Secure Fusion: Authentication and Authorization
This is the second in a series of articles on securing your data in Lucidworks Fusion. Here’s Part One.
This post covers Fusion’s basic application-level security mechanisms. At the application layer, Fusions delivers security via:
- Authentication – users must sign on using a username and password.
- Authorization – each username is associated with one or more permissions which specify the Fusion REST-API requests they have access to. Permissions can be restricted to specific endpoints and path parameters.

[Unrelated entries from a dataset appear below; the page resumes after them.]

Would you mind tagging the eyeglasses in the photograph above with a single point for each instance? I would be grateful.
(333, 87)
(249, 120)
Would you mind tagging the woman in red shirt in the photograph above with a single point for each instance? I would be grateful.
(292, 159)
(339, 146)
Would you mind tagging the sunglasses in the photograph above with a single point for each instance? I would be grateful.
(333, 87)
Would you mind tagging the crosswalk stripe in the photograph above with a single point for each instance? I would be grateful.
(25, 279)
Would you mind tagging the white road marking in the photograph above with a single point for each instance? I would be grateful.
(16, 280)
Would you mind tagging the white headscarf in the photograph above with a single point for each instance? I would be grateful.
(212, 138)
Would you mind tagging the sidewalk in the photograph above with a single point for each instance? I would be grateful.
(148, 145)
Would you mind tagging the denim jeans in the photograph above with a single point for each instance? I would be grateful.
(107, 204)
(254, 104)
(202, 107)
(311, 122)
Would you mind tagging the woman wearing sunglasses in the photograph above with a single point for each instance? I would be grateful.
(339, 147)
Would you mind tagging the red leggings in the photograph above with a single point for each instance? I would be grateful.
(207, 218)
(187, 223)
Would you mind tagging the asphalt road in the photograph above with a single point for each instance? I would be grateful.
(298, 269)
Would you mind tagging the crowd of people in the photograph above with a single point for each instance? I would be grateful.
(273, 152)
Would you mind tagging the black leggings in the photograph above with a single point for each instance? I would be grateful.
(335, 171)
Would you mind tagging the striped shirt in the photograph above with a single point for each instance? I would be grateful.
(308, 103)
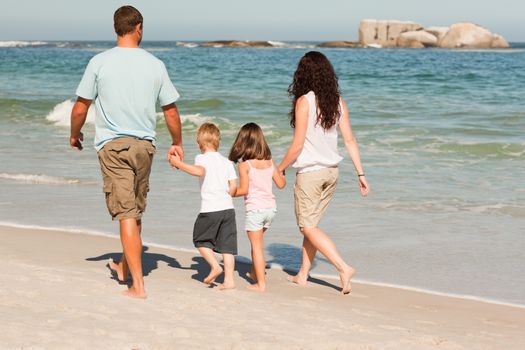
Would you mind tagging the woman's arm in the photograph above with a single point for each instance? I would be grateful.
(278, 177)
(195, 170)
(353, 149)
(301, 123)
(243, 179)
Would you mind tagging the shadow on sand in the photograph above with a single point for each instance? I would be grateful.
(284, 255)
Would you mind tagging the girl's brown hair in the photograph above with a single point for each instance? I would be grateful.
(316, 73)
(250, 144)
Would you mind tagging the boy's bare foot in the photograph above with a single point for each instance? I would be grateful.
(346, 275)
(251, 275)
(225, 286)
(256, 288)
(133, 293)
(117, 269)
(298, 279)
(214, 273)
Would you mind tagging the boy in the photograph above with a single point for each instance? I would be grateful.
(215, 229)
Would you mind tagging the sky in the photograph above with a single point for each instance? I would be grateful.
(247, 19)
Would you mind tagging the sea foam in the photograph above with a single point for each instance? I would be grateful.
(14, 43)
(39, 179)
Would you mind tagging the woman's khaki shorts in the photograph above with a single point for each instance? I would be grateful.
(313, 191)
(126, 164)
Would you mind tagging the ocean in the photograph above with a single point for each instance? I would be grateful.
(441, 134)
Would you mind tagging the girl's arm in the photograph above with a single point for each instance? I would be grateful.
(301, 123)
(278, 177)
(243, 179)
(353, 149)
(195, 170)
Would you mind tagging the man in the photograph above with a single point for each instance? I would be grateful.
(125, 83)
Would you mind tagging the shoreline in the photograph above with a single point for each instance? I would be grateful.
(246, 260)
(58, 285)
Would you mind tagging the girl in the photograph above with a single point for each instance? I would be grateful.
(317, 111)
(256, 172)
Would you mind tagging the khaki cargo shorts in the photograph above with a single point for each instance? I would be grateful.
(313, 191)
(126, 164)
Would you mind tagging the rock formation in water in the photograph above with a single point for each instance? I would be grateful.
(381, 33)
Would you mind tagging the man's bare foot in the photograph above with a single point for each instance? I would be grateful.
(256, 288)
(298, 279)
(117, 269)
(133, 293)
(225, 286)
(346, 275)
(214, 273)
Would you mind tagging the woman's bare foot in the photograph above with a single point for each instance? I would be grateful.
(214, 273)
(298, 279)
(346, 275)
(226, 285)
(118, 270)
(256, 288)
(133, 293)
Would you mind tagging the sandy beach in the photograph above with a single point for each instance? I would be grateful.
(57, 293)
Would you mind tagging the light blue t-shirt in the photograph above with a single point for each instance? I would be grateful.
(125, 84)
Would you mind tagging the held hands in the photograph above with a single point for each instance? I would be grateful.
(175, 160)
(363, 186)
(176, 150)
(76, 141)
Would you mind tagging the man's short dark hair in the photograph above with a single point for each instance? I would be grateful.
(126, 19)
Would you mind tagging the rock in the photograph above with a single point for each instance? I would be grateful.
(384, 33)
(438, 32)
(346, 44)
(236, 43)
(499, 42)
(417, 39)
(470, 35)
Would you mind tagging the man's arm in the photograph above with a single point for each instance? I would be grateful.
(78, 118)
(195, 170)
(171, 114)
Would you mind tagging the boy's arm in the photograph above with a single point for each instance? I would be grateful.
(243, 179)
(278, 177)
(195, 170)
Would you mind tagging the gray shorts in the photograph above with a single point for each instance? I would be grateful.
(216, 230)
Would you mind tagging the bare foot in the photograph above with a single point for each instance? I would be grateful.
(251, 275)
(346, 275)
(298, 279)
(133, 293)
(116, 268)
(225, 286)
(214, 273)
(256, 288)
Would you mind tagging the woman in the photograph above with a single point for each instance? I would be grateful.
(316, 113)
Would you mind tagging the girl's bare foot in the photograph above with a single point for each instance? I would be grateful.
(214, 273)
(256, 288)
(298, 279)
(346, 275)
(133, 293)
(226, 285)
(117, 269)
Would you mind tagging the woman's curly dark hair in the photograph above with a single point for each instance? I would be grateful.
(316, 73)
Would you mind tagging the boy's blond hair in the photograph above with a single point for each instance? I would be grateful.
(208, 135)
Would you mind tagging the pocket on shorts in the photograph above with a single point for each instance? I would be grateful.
(108, 191)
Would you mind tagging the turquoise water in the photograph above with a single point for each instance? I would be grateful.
(440, 131)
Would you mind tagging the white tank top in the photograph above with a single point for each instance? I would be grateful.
(320, 145)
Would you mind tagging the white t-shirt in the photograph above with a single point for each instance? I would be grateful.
(215, 189)
(320, 145)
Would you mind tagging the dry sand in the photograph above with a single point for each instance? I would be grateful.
(57, 293)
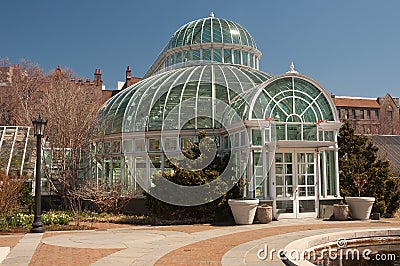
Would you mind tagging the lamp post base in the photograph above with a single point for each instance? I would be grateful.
(37, 227)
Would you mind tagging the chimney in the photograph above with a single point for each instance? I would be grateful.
(58, 70)
(128, 74)
(97, 77)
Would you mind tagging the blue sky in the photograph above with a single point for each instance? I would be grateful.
(350, 47)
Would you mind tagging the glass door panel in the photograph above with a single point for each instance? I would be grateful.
(295, 183)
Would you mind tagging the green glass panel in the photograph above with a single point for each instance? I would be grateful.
(178, 57)
(310, 132)
(279, 157)
(294, 132)
(235, 33)
(328, 136)
(196, 55)
(288, 158)
(227, 56)
(154, 144)
(236, 57)
(189, 32)
(217, 54)
(197, 31)
(245, 57)
(289, 169)
(186, 56)
(256, 137)
(217, 35)
(280, 132)
(226, 32)
(206, 54)
(206, 34)
(244, 38)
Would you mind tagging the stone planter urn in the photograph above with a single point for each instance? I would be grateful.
(360, 207)
(243, 210)
(264, 214)
(341, 212)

Fusion stores this information in Apache ZooKeeper, (heeding the advice in this post on how and why to use ZooKeeper). ZooKeeper keeps this information secure and always available to all Fusion components across the deployment.
Users and Realms
A realm in a Java EE application is a complete database of users and groups which are controlled by the same kind of authentication. A realm is specified as part of an HTTP request during basic authentication. In Fusion, this information is encapsulated by a Security Realm, defined by a unique ID, realm name, and the type of the authentication handling mechanism.
Fusion can be configured for the following realm types:
- Native – Fusion manages all authentication and permissions information directly. Fusion user accounts are created and managed either using the Fusion UI or the REST-API. The entire user database is stored in ZooKeeper. Stored passwords are encrypted using bcrypt, the strongest possible encryption algorithm available to all JDKs. The native realm is the home of the Fusion admin user and is the default realm type.

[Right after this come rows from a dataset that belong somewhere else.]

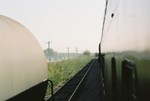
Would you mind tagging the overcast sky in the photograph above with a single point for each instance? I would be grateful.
(66, 23)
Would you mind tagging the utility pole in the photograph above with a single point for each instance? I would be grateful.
(68, 52)
(49, 43)
(77, 51)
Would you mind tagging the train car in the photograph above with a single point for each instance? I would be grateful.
(125, 50)
(23, 67)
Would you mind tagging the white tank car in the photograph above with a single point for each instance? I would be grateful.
(22, 61)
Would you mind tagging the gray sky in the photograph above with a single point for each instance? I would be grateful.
(67, 23)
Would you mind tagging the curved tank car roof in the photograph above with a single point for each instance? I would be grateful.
(22, 62)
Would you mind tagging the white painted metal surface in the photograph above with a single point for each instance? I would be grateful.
(128, 28)
(22, 62)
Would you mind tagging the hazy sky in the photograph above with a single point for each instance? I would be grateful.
(66, 23)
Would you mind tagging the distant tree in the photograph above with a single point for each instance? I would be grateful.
(87, 52)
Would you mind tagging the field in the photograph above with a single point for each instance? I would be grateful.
(60, 72)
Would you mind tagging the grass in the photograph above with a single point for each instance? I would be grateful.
(60, 72)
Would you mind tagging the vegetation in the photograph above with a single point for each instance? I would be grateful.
(60, 72)
(87, 53)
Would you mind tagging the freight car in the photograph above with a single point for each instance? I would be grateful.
(23, 68)
(125, 50)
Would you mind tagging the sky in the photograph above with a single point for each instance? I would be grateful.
(65, 23)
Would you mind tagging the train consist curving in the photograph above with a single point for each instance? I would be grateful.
(23, 68)
(125, 50)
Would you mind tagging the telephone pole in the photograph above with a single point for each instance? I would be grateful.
(68, 48)
(49, 43)
(77, 51)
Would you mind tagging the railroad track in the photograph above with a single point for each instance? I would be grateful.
(70, 90)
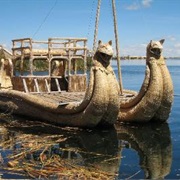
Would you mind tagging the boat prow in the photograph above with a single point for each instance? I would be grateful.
(100, 104)
(155, 98)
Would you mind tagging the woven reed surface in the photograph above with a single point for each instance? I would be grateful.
(65, 97)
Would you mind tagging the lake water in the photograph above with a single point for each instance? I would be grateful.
(135, 151)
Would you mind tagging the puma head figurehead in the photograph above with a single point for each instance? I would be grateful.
(104, 53)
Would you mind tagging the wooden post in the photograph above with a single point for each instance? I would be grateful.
(117, 46)
(96, 26)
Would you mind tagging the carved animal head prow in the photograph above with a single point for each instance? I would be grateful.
(104, 52)
(154, 48)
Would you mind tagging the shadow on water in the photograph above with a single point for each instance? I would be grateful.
(37, 150)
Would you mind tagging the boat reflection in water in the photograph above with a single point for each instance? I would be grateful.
(153, 145)
(95, 150)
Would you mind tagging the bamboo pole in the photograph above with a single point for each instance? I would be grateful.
(117, 47)
(96, 26)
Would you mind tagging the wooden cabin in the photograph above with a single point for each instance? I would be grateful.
(49, 66)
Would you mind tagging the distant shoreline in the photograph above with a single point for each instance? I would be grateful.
(142, 58)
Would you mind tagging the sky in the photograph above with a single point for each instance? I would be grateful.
(139, 21)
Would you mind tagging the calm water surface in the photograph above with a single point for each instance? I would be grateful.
(129, 151)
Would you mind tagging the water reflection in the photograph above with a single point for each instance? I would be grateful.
(96, 150)
(153, 144)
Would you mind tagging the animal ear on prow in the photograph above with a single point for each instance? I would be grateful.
(110, 42)
(99, 42)
(162, 41)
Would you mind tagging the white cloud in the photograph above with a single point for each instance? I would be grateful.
(133, 6)
(146, 3)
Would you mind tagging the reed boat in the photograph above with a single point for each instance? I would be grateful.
(154, 100)
(59, 95)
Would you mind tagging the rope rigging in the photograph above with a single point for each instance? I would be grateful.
(44, 20)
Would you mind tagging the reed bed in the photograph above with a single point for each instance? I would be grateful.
(40, 156)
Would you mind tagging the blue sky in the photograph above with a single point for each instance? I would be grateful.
(139, 21)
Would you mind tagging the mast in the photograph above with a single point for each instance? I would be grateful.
(96, 26)
(117, 46)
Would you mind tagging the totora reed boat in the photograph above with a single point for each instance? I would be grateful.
(50, 83)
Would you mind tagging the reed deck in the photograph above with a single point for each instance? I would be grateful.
(63, 98)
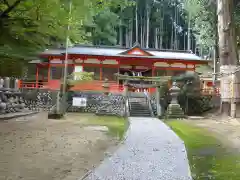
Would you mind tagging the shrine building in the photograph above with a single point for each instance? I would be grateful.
(105, 61)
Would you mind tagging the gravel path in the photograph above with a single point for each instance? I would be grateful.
(151, 151)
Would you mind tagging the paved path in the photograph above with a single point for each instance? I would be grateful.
(151, 151)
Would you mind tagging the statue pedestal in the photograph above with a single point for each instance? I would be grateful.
(174, 111)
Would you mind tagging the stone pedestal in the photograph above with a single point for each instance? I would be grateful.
(174, 110)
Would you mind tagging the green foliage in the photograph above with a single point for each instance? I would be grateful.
(79, 77)
(208, 157)
(204, 20)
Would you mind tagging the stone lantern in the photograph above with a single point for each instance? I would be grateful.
(106, 87)
(174, 111)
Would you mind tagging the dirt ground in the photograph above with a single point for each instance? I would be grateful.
(226, 129)
(34, 148)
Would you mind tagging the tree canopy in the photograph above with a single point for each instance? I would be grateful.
(28, 27)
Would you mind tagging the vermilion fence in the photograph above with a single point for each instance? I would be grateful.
(114, 87)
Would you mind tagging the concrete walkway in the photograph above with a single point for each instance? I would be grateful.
(151, 151)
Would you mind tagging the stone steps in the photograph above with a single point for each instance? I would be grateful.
(139, 108)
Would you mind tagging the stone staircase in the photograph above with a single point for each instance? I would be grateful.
(138, 107)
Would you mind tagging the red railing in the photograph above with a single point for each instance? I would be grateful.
(211, 91)
(114, 87)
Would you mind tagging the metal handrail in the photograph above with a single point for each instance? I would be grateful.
(149, 103)
(127, 106)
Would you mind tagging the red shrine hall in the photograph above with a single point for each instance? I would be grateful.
(104, 62)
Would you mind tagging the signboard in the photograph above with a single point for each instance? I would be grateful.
(79, 102)
(77, 69)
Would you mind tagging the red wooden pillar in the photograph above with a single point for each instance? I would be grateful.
(100, 70)
(153, 71)
(49, 72)
(118, 71)
(37, 72)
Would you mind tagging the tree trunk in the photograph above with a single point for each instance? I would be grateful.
(142, 32)
(131, 34)
(147, 23)
(161, 29)
(228, 57)
(121, 35)
(136, 21)
(189, 33)
(127, 36)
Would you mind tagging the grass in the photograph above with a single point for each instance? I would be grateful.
(208, 157)
(116, 125)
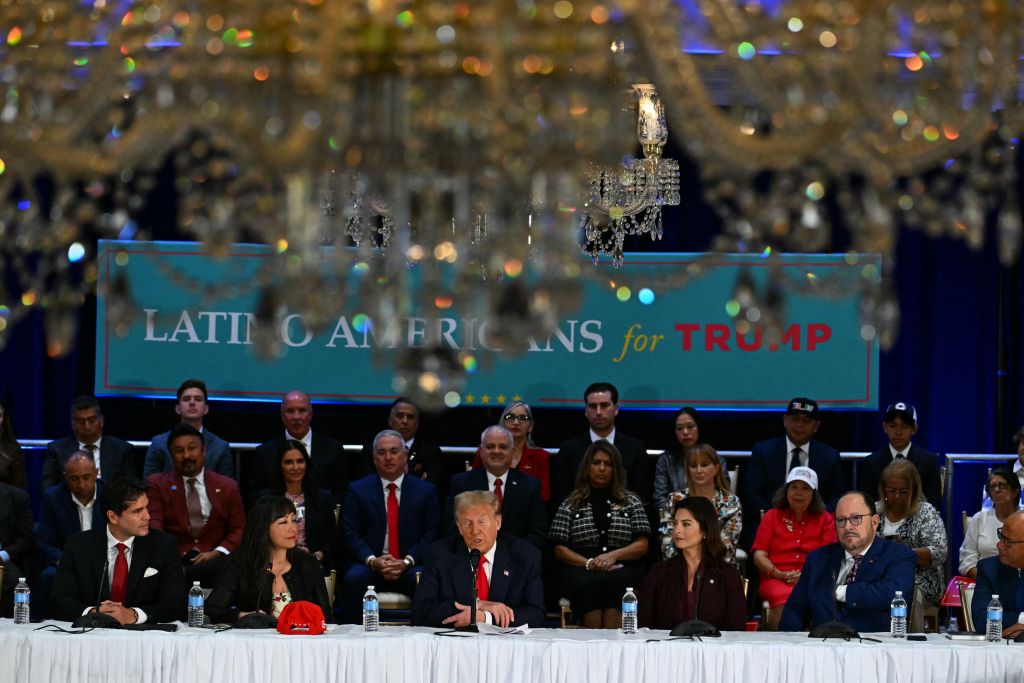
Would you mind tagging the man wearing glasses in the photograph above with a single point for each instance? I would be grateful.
(1001, 575)
(852, 581)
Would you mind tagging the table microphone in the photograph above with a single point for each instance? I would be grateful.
(258, 620)
(96, 619)
(695, 628)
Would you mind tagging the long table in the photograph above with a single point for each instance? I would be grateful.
(403, 654)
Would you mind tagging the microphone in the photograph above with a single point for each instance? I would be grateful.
(258, 620)
(97, 620)
(474, 566)
(695, 628)
(835, 628)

- LDAP – Fusion stores a local user record in ZooKeeper, and authentication is performed by the LDAP server. The Fusion user id maps directly to the LDAP Distinguished Name (DN).
- Kerberos – Fusion stores a local user record in ZooKeeper and a mapping to the Kerberos principal. SPNEGO is used for authentication via Kerberos.
This post only covers authentication and user management in Fusion’s native security realm. Upcoming posts will cover LDAP and Kerberos security realms.
Authentication: Members Only
Fusion logins require a username, password, and authentication realm. Usernames are unique within a realm. Fusion creates a globally unique user ID for all users based on the combination of username and realm.
In the Fusion UI, the login screen provides a pulldown menu for all configured security realms. If no other security realms have been configured, the only choice is the “native” realm.
The system administrator account belongs to the Fusion native realm. On initial startup, the first UI panel displayed is the “set admin password” panel:
You must fire up the Fusion UI to set the admin user password in order to get started with Fusion. Setting the password creates the account, otherwise you have a system with no user accounts in it, which makes it impossible to create a properly authorized request: no authorization, no service.
Once the password has been validated, Fusion registers the “admin” account in ZooKeeper. The admin user has all system privileges; when logged in as admin you have access to all data and configuration information. This is sometimes convenient for preliminary development on an isolated machine, but in a production environment, there should be least as many user accounts as there are different types of users.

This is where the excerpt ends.